As part of a larger study, the Hopkins team used ultrasound to measure the thickness of the carotid artery wall in 500 men and women between the ages of 45 and 84, with no previous symptoms of heart disease. The researchers found a direct link between increased wall thickness and reduced, or weakened, heart function, which could represent an early indication of heart failure. Indeed, when the researchers measured with MRI the strength of heart contraction, known as the strain and strain rate, they found that people with a carotid wall thickness of less than 0.76 millimeters had better heart function than people with a wall thickness greater than 0.93 mm, who had weaker heart function.

The results were early findings from the Multi-Ethnic Study of Atherosclerosis (MESA), a 10-year study that started in 2000, which is following the heart health of nearly 7,000 men and women to see if they develop atherosclerosis.

Increased Carotid Intima-Media Thickness Is Associated with Regional Myocardial Dysfunction Detected by Tagged MRI in Asymptomatic Individuals: the Multi-Ethnic Study of Atherosclerosis. Verônica Fernandes, Thor Edvardsen, Benilton Carvalho, David Bluemke, Khurram Nasir and João Lima, Johns Hopkins; Joseph Polak and Daniel O'Leary, Tufts-New England Medical Center, Boston, Mass.

****

"WALLFLOWER" BIOCHEMICAL PATHWAY HAS PROTECTIVE ROLE IN HEART FAILURE(Embargoed for release at 3 p.m. CT/4 p.m. ET, Wednesday, Nov. 10; Abstract Oral Sessions #1603, Room 398-399, Ernest N. Morial Convention Center.)

For more than a decade, nitric oxide-making enzymes have been recognized as key players in protecting the heart from further damage after a heart attack, but new research from Johns Hopkins reveals that the least well-studied of the three enzymes could be the most important in the heart.

Most research has focused on the first two versions of the enzyme found in the heart: inducible and endothelial nitric oxide synthase. Now, in animal studies, researchers at Johns Hopkins have confirmed a greater protective role for the last enzyme found, constitutive nitric oxide synthase, also known as myocyte neuronal nitric oxide synthase (NOS1) because of its consistent presence in heart and brain cells.

"Nitric oxide plays a critical role in recovery from a heart attack: It can dilate, or expand, the coronary arteries, and help regulate the strength of the heart's contraction," said cardiologist Roberto Saraiva, M.D., a research fellow at The Johns Hopkins University School of Medicine and its Heart Institute. "Now we know that myocyte neuronal nitric oxide synthase, specifically, increases survival rates and heart function in mice after heart attack.
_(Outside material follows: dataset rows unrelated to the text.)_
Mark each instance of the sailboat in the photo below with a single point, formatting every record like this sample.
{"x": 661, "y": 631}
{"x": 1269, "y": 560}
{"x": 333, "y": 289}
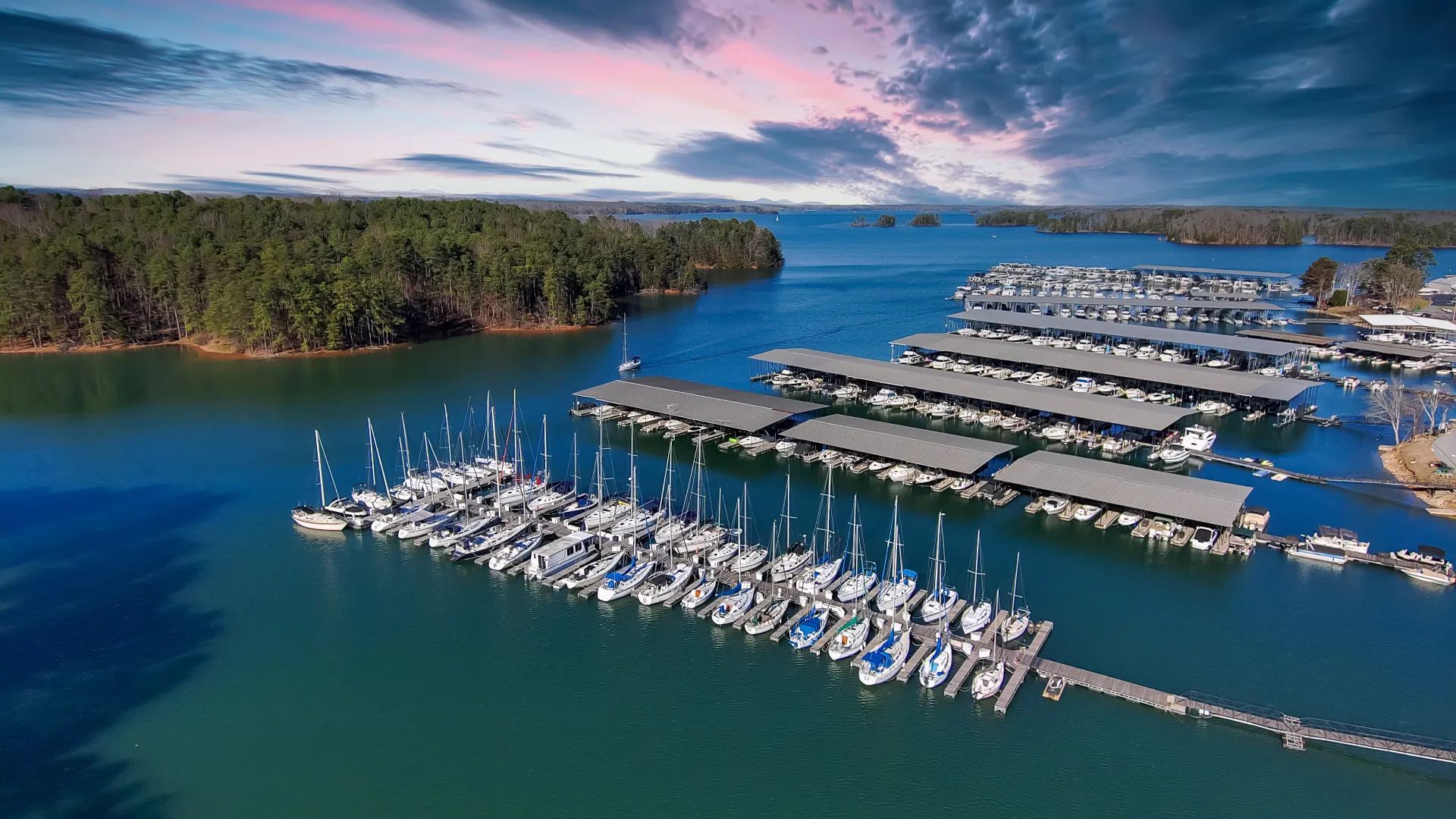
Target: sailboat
{"x": 864, "y": 576}
{"x": 886, "y": 659}
{"x": 1019, "y": 618}
{"x": 316, "y": 516}
{"x": 979, "y": 613}
{"x": 937, "y": 665}
{"x": 849, "y": 635}
{"x": 819, "y": 576}
{"x": 628, "y": 363}
{"x": 794, "y": 556}
{"x": 943, "y": 598}
{"x": 900, "y": 582}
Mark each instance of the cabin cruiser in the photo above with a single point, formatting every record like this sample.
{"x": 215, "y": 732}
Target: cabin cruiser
{"x": 1199, "y": 439}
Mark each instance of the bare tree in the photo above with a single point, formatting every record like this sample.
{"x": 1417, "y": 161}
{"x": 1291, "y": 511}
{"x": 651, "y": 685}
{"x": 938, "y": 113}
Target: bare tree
{"x": 1395, "y": 407}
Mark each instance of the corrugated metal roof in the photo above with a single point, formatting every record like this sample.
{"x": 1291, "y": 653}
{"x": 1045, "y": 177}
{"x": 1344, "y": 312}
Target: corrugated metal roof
{"x": 1212, "y": 271}
{"x": 1291, "y": 337}
{"x": 1389, "y": 349}
{"x": 1134, "y": 414}
{"x": 1126, "y": 330}
{"x": 1128, "y": 302}
{"x": 897, "y": 442}
{"x": 1128, "y": 487}
{"x": 1229, "y": 382}
{"x": 702, "y": 403}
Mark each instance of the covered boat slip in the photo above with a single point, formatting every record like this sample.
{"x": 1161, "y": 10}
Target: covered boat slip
{"x": 1122, "y": 485}
{"x": 1277, "y": 353}
{"x": 1222, "y": 382}
{"x": 1116, "y": 413}
{"x": 900, "y": 444}
{"x": 1184, "y": 306}
{"x": 723, "y": 407}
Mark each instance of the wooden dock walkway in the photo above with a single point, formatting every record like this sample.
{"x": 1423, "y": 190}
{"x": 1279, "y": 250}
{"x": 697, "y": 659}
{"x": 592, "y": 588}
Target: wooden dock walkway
{"x": 1024, "y": 662}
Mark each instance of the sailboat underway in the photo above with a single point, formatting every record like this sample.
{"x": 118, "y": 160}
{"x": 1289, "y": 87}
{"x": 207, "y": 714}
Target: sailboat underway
{"x": 628, "y": 363}
{"x": 318, "y": 518}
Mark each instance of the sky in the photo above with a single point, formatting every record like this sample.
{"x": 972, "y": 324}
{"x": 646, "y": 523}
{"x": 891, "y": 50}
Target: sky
{"x": 1293, "y": 102}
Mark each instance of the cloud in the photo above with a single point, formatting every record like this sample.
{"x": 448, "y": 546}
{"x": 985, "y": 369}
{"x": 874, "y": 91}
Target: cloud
{"x": 673, "y": 22}
{"x": 854, "y": 153}
{"x": 293, "y": 177}
{"x": 66, "y": 66}
{"x": 1166, "y": 88}
{"x": 469, "y": 167}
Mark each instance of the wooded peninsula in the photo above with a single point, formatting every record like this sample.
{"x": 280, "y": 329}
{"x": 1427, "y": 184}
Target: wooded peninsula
{"x": 1238, "y": 226}
{"x": 277, "y": 275}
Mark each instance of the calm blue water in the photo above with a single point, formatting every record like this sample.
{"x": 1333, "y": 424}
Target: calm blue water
{"x": 172, "y": 646}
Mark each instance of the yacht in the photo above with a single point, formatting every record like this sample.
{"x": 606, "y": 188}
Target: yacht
{"x": 987, "y": 682}
{"x": 1199, "y": 439}
{"x": 810, "y": 627}
{"x": 1019, "y": 617}
{"x": 849, "y": 637}
{"x": 943, "y": 598}
{"x": 977, "y": 613}
{"x": 622, "y": 583}
{"x": 886, "y": 659}
{"x": 734, "y": 604}
{"x": 899, "y": 583}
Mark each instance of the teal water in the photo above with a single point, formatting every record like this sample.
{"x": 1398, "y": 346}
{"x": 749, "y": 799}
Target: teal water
{"x": 172, "y": 646}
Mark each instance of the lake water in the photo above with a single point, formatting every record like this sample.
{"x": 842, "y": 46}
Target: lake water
{"x": 172, "y": 646}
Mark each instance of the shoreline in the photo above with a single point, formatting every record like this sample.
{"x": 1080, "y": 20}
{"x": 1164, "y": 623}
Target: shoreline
{"x": 213, "y": 349}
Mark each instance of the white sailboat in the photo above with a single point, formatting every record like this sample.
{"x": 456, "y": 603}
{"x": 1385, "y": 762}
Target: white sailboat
{"x": 319, "y": 518}
{"x": 1019, "y": 617}
{"x": 943, "y": 598}
{"x": 977, "y": 613}
{"x": 899, "y": 583}
{"x": 628, "y": 363}
{"x": 864, "y": 576}
{"x": 886, "y": 659}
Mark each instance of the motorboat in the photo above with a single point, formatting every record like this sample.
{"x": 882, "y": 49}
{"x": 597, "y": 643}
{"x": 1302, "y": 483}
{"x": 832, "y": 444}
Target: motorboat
{"x": 734, "y": 604}
{"x": 767, "y": 617}
{"x": 849, "y": 637}
{"x": 516, "y": 553}
{"x": 987, "y": 682}
{"x": 664, "y": 583}
{"x": 884, "y": 661}
{"x": 595, "y": 570}
{"x": 626, "y": 580}
{"x": 810, "y": 627}
{"x": 1203, "y": 538}
{"x": 1055, "y": 504}
{"x": 1197, "y": 439}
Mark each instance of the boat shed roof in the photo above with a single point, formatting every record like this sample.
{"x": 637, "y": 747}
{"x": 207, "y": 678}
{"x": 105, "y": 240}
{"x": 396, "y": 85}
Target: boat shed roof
{"x": 1133, "y": 414}
{"x": 1130, "y": 302}
{"x": 1231, "y": 382}
{"x": 897, "y": 442}
{"x": 1128, "y": 487}
{"x": 1212, "y": 271}
{"x": 702, "y": 403}
{"x": 1389, "y": 349}
{"x": 1292, "y": 337}
{"x": 1123, "y": 330}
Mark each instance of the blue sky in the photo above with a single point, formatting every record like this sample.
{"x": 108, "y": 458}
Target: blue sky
{"x": 1334, "y": 104}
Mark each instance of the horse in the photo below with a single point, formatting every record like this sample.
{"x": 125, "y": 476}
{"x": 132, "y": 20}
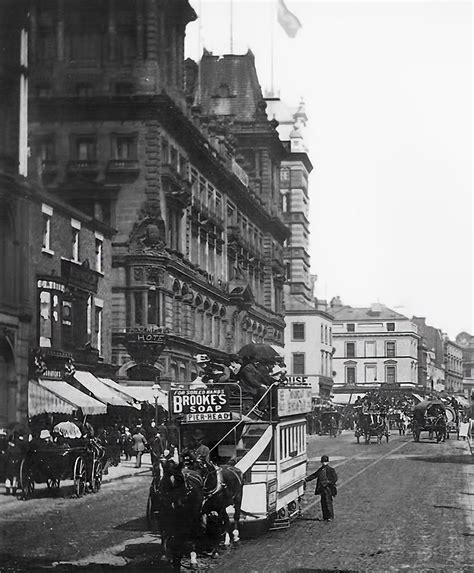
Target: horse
{"x": 223, "y": 487}
{"x": 179, "y": 502}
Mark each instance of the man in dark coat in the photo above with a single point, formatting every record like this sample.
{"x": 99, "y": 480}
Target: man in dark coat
{"x": 325, "y": 487}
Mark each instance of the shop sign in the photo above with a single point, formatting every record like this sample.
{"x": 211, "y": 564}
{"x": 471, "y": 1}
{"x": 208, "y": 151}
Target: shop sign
{"x": 297, "y": 379}
{"x": 200, "y": 404}
{"x": 147, "y": 335}
{"x": 293, "y": 401}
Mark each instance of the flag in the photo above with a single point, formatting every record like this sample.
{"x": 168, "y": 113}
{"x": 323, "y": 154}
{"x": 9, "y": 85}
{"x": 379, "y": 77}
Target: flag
{"x": 287, "y": 20}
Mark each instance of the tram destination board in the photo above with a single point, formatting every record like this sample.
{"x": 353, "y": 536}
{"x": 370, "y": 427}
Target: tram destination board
{"x": 200, "y": 404}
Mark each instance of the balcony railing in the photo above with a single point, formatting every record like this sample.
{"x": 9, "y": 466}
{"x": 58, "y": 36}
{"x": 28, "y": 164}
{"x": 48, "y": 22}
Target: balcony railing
{"x": 84, "y": 166}
{"x": 123, "y": 165}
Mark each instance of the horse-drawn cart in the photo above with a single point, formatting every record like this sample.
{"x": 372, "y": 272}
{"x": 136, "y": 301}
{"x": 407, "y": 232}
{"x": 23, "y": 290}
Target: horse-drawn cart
{"x": 55, "y": 463}
{"x": 429, "y": 416}
{"x": 371, "y": 425}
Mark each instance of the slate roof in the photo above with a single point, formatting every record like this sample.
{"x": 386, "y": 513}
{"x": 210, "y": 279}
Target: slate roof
{"x": 348, "y": 313}
{"x": 229, "y": 86}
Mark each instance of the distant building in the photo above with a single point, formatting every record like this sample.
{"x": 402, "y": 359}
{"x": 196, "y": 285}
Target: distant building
{"x": 308, "y": 333}
{"x": 375, "y": 347}
{"x": 432, "y": 371}
{"x": 453, "y": 359}
{"x": 466, "y": 341}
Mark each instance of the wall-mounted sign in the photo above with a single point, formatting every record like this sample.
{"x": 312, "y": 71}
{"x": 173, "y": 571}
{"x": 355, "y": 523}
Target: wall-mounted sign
{"x": 147, "y": 334}
{"x": 200, "y": 404}
{"x": 297, "y": 379}
{"x": 293, "y": 401}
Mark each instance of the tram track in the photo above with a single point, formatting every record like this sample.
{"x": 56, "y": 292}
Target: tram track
{"x": 357, "y": 456}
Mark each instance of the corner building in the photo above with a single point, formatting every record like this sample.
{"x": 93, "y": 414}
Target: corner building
{"x": 114, "y": 133}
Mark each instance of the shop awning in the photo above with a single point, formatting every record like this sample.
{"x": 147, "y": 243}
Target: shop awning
{"x": 41, "y": 400}
{"x": 145, "y": 394}
{"x": 346, "y": 398}
{"x": 120, "y": 388}
{"x": 74, "y": 397}
{"x": 100, "y": 390}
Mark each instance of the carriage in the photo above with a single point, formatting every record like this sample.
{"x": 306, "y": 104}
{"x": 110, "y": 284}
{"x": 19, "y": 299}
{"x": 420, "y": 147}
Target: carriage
{"x": 53, "y": 463}
{"x": 331, "y": 422}
{"x": 429, "y": 416}
{"x": 372, "y": 424}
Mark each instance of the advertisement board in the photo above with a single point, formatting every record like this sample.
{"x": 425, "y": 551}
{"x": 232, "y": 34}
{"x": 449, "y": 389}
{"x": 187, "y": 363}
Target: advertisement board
{"x": 200, "y": 404}
{"x": 293, "y": 401}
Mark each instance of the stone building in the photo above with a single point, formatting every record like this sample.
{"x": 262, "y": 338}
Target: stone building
{"x": 431, "y": 350}
{"x": 453, "y": 360}
{"x": 466, "y": 341}
{"x": 308, "y": 334}
{"x": 197, "y": 256}
{"x": 374, "y": 347}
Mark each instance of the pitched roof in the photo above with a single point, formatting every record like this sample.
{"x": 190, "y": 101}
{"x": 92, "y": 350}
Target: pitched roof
{"x": 377, "y": 313}
{"x": 229, "y": 86}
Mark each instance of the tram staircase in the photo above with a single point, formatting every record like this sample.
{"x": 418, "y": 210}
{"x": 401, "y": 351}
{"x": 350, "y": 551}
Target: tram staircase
{"x": 254, "y": 439}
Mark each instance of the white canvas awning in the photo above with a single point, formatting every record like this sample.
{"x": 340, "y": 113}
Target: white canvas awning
{"x": 100, "y": 390}
{"x": 145, "y": 394}
{"x": 41, "y": 401}
{"x": 73, "y": 396}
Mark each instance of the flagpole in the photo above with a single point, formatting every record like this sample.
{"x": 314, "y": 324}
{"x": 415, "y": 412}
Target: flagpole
{"x": 272, "y": 33}
{"x": 231, "y": 26}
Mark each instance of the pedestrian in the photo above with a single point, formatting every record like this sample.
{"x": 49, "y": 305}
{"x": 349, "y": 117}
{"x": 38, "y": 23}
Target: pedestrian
{"x": 139, "y": 446}
{"x": 326, "y": 477}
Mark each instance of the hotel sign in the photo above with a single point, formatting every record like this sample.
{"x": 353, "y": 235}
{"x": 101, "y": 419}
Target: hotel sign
{"x": 292, "y": 401}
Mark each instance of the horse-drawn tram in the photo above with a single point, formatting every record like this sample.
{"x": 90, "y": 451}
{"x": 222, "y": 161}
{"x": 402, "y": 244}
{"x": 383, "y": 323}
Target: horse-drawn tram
{"x": 230, "y": 466}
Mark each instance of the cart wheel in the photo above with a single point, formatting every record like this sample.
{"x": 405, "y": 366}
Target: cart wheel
{"x": 52, "y": 483}
{"x": 96, "y": 476}
{"x": 79, "y": 477}
{"x": 27, "y": 483}
{"x": 416, "y": 434}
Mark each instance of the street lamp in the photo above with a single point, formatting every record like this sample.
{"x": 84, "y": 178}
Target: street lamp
{"x": 156, "y": 389}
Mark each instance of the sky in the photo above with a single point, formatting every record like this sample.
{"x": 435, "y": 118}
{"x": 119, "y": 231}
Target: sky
{"x": 388, "y": 93}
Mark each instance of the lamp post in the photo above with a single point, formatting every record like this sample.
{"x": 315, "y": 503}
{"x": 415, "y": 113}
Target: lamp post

Next, we have to figure out why and, possibly, attempt to harness these benefits as a future therapy."

Mice without the NOS1 gene were 2.5 times more likely to die within 60 days after a heart attack compared to mice with the gene. Indeed, cardiac function was 20 percent worse in the mice without the NOS1 than in the control group.

Neuronal Nitric Oxide Synthase Deficient Mice Have Increased Mortality and Depressed Cardiac Performance Following Myocardial Infarction. Roberto Saraiva, Cheuk Sun, Khalid Minhas, Daniel Durand, Koenraad Vandegaer, Lili Barouch and Joshua Hare.